Lo accompagni dalla nascita alla morte.
Tutto questo Ti ha sempre fatto onore.
Ora il cosiddetto progresso ha banalizzato tutto.
Questa sorte è successa anche a Te.
Ti si vede (a disagio) adornare certe scollature.
Ti tirano in ballo anche gli atleti, prima e dopo le gare.
(Non so quanto convinti!
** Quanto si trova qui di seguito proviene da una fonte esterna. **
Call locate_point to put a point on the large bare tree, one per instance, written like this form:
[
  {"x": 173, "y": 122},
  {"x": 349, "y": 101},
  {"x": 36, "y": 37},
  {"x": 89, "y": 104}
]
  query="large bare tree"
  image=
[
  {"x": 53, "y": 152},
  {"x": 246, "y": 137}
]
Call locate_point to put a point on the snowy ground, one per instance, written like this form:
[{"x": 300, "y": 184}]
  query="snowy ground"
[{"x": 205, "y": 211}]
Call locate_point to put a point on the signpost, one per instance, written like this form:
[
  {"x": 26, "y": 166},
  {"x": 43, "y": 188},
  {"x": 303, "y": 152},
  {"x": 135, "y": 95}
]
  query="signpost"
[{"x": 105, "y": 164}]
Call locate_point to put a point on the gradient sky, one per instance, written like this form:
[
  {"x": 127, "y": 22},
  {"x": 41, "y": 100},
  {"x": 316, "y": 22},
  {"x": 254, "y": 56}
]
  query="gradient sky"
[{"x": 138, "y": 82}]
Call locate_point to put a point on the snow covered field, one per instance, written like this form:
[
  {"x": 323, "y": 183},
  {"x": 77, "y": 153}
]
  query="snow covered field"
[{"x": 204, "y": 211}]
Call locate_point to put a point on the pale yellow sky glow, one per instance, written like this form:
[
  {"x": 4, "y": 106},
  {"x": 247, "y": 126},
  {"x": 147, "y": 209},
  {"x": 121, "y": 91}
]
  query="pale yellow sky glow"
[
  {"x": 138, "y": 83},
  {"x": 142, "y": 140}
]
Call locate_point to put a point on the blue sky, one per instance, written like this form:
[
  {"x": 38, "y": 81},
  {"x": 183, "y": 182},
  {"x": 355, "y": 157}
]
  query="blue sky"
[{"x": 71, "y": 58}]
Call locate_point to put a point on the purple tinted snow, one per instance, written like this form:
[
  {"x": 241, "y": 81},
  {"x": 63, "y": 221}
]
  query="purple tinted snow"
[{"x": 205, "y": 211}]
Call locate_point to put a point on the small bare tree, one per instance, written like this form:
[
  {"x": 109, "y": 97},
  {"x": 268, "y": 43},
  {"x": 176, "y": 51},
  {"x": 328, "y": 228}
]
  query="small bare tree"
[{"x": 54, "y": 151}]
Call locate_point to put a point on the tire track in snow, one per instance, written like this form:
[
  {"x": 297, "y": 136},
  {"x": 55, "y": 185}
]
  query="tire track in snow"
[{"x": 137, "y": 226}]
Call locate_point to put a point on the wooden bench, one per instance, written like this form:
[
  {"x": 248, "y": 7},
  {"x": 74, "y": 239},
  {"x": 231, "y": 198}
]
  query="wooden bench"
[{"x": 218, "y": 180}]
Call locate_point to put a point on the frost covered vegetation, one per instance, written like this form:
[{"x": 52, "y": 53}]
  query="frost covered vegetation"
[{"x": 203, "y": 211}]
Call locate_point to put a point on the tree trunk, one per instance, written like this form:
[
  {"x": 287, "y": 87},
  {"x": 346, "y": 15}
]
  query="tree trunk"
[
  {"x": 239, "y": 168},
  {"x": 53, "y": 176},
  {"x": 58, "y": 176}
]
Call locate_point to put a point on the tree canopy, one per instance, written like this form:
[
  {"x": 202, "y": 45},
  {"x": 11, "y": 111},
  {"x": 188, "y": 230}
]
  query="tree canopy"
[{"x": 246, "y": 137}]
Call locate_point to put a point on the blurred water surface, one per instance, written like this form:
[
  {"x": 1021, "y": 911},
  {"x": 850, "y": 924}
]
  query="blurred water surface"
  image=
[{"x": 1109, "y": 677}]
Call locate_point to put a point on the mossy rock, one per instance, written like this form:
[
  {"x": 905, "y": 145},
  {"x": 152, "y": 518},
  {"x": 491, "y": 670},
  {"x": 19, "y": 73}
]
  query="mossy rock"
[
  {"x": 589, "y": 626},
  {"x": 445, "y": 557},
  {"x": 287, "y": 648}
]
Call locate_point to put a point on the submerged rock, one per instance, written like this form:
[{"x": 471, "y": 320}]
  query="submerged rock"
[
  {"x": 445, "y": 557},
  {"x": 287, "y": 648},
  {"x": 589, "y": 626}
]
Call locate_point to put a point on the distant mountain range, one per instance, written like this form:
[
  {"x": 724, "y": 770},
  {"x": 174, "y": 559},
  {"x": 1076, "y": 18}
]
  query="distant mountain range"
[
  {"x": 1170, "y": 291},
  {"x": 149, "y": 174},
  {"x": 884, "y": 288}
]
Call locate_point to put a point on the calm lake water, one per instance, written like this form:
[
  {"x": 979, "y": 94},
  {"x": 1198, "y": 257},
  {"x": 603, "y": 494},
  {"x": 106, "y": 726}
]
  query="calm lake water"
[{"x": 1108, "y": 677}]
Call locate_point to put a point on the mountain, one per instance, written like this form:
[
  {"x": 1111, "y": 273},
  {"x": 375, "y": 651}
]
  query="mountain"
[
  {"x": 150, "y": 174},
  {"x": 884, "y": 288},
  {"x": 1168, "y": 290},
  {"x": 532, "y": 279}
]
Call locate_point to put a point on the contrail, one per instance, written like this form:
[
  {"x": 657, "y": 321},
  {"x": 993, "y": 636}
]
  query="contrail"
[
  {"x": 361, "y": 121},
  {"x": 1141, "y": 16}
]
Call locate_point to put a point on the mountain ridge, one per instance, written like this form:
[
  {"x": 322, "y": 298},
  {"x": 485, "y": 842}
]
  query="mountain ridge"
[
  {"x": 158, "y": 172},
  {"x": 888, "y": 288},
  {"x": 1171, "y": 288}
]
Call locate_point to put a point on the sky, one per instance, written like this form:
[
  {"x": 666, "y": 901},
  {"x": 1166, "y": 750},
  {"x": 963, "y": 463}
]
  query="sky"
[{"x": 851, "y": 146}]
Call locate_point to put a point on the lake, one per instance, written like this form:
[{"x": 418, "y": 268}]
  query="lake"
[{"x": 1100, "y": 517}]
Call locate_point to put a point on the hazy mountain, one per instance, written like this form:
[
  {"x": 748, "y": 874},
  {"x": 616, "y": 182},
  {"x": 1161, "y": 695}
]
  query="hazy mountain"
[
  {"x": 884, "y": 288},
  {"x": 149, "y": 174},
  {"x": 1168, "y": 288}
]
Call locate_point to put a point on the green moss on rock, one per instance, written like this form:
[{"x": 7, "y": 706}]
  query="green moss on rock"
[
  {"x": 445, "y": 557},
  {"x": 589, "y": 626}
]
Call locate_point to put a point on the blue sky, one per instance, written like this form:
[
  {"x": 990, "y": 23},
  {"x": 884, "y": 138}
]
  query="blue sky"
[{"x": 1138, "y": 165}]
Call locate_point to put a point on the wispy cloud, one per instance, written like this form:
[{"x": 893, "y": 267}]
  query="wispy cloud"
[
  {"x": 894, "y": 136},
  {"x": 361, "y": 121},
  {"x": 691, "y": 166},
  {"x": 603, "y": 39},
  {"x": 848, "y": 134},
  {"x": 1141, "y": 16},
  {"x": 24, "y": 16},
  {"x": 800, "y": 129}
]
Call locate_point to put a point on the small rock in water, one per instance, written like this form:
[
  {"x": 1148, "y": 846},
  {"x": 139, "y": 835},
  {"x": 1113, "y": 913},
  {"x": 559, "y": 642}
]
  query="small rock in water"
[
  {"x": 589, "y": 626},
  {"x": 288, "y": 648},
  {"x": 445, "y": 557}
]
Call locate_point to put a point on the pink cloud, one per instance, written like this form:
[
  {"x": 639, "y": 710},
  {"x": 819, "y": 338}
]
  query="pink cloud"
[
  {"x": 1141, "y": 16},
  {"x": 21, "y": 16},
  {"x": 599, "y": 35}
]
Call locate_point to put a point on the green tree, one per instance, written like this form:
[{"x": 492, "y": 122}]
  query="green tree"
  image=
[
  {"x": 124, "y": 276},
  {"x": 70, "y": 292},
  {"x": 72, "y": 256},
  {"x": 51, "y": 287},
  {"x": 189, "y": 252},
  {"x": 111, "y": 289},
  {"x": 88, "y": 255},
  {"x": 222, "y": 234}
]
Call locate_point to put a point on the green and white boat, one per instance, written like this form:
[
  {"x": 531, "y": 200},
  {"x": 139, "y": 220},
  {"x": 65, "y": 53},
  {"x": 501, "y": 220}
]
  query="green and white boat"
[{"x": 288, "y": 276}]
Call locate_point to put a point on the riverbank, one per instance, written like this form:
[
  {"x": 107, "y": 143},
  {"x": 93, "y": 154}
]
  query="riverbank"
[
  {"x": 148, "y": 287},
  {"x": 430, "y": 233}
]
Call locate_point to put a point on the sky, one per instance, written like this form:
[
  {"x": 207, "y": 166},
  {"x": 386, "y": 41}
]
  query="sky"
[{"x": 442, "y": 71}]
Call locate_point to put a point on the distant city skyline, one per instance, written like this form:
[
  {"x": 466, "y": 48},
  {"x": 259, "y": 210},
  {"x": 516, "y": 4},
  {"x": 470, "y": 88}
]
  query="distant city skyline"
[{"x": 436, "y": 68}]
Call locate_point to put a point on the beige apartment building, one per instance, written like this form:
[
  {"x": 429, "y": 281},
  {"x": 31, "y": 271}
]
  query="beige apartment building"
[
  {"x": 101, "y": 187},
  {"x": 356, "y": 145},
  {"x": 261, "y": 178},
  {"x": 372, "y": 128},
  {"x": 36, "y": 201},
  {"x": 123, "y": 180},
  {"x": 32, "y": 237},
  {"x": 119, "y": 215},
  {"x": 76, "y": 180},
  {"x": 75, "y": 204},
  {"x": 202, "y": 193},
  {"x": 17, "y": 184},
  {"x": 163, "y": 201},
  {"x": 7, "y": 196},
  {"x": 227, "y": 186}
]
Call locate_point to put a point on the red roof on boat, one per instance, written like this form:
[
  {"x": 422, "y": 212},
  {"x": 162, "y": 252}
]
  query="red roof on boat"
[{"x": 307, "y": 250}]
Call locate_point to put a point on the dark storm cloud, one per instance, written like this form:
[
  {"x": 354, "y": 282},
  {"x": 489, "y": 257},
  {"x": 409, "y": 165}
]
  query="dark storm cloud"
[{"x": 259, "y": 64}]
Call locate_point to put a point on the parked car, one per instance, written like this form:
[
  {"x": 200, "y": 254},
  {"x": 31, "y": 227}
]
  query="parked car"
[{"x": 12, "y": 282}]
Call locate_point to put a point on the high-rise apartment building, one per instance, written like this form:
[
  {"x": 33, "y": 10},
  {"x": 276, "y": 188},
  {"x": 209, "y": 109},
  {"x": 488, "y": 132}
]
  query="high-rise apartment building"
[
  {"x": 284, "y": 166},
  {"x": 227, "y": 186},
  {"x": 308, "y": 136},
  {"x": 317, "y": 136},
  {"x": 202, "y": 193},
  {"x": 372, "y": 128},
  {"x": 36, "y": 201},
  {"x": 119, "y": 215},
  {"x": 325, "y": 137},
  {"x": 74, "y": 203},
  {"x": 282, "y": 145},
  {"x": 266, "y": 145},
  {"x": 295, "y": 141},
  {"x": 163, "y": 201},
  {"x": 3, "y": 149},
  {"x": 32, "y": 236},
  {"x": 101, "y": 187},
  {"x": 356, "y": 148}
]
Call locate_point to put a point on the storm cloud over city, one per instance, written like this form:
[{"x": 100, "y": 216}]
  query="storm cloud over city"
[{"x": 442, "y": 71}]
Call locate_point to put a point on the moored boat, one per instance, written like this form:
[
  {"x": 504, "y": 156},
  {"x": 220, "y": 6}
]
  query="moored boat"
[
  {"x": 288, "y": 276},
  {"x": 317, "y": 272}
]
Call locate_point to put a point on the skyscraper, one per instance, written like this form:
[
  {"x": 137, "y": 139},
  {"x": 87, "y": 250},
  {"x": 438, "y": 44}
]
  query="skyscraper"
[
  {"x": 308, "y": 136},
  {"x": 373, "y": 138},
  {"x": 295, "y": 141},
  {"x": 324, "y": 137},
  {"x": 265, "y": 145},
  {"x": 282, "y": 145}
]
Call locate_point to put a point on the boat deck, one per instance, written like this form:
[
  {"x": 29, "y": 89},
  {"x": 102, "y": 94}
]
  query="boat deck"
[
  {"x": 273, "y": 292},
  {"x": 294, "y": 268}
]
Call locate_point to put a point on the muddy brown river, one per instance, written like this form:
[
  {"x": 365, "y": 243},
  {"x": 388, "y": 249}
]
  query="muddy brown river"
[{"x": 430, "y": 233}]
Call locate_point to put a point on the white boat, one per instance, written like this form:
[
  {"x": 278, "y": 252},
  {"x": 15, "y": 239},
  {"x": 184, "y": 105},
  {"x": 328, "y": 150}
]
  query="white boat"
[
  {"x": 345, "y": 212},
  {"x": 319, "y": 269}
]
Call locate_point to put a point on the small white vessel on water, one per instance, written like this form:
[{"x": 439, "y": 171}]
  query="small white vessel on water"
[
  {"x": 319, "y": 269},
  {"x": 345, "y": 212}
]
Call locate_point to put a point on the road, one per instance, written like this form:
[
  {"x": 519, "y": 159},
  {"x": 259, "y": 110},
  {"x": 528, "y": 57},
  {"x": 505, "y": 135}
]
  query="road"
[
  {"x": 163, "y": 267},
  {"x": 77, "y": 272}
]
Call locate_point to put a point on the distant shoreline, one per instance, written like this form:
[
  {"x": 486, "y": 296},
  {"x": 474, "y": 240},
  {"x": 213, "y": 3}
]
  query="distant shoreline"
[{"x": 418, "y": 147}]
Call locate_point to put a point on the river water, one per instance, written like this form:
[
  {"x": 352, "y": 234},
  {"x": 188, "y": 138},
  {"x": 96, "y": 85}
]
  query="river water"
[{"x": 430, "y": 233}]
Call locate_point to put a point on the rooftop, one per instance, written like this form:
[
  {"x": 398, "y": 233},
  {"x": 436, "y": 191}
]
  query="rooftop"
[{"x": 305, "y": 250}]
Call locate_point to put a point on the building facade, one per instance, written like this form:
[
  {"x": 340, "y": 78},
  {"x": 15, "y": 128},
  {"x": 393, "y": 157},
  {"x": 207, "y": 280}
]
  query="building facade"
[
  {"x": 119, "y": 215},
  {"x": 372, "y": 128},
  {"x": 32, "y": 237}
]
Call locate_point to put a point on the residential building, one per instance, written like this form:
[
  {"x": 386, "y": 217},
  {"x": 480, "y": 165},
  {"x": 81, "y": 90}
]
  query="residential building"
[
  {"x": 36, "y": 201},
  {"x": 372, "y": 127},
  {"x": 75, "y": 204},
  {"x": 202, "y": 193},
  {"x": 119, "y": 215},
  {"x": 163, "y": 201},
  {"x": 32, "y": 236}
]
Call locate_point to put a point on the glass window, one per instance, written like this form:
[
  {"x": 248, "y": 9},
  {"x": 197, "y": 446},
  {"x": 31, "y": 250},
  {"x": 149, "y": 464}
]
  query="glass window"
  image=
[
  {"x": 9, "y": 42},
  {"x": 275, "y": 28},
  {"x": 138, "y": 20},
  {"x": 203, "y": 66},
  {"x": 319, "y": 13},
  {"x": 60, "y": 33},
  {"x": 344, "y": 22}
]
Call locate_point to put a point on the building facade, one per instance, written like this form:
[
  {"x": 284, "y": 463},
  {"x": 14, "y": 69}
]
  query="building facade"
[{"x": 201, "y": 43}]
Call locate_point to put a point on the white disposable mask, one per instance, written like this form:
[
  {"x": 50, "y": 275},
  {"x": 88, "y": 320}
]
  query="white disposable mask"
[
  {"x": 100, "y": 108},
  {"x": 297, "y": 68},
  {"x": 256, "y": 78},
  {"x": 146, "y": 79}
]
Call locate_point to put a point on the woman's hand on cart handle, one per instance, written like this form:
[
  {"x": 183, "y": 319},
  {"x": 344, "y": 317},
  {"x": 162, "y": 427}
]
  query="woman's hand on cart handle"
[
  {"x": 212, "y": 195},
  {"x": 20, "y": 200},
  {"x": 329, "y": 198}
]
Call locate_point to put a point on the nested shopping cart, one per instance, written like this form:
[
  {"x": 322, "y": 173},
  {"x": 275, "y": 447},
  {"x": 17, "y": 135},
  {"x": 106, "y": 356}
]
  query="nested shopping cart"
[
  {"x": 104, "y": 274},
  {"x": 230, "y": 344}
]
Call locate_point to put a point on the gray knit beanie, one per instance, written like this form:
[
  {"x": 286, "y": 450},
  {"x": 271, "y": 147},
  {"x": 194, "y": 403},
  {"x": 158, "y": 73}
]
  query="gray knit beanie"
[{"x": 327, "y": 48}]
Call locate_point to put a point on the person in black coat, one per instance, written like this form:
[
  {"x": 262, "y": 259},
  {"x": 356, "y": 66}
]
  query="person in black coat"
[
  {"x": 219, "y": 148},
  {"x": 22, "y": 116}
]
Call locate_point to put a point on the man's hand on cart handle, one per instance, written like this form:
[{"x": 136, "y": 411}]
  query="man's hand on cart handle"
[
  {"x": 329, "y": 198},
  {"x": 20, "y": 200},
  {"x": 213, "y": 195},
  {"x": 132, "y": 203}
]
O si tratta di moda?).   
Decorare luoghi profani
Poi Hai incominciato a dare fastidio a certe persone.
Si sono messe a gridare: “Togliamo questo segno che
divide i credenti da altri credenti”… Bestemmia! 
Tu sapevi tutto questo, quando hai detto:
“Voi cristiani sarete segno di contraddizione,
e perciò sarete perseguitati in nome Mio, e Io con voi ”.
Ora domandiamoci, che civiltà diventerà
se sopprimiamo certi valori, come amore e fratellanza
che tu ci hai insegnato morendo in croce?

A Gesù Crocefisso

Cristo, dal Paradiso ci guardi preoccupato,
e vedi il tuo popolo diviso e sbandato.
I Tuoi  insegnamenti spesso sono dimenticati,
e i tuoi sforzi vanificati.
A Cana hai benedetto il matrimonio,
oggi quaggiù, chi resta unito merita un encomio.
Hai detto: “Chi scandalizza un innocente sarà dannato,
meglio per lui se non fosse mai nato.”
Qui i bambini sono merce da sfruttare a piacimento,
ne neghiamo la nascita e poi nati, li manipoliamo a nostro godimento.
Tu hai detto “Lasciate che i piccoli vengano a Me”,
anche noi li adeschiamo, ma non si sa il perché!
Tu, la Maddalena, perché pentita l’hai  perdonata,
la Maddalena oggi viene ridotta a oggetto e poi buttata.
Hai detto: “Difficilmente i ricchi vanno in Paradiso,
di queste parole oggi i paperoni se ne fregano con un sorriso.
Tu hai guarito tanto, chi stava male,
oggi non succede, a volte, neppure in ospedale.
Tu ci hai fatto l’augurio: “La pace sia con voi”,
noi parliamo di guerra dimenticando i consigli Tuoi.
Sta per finire il Carnevale, la gran festa,
in Quaresima, converrà metterci la cenere sulla testa.
Per i nostri peccati, Tu ti sei immolato,
se capiremo questo comincerà il nostro riscatto.
Dopo la Quaresima, anche per noi sia Pasqua? Ti preghiamo per carità,
solo col tuo aiuto, si può salvare questa sgangherata umanità.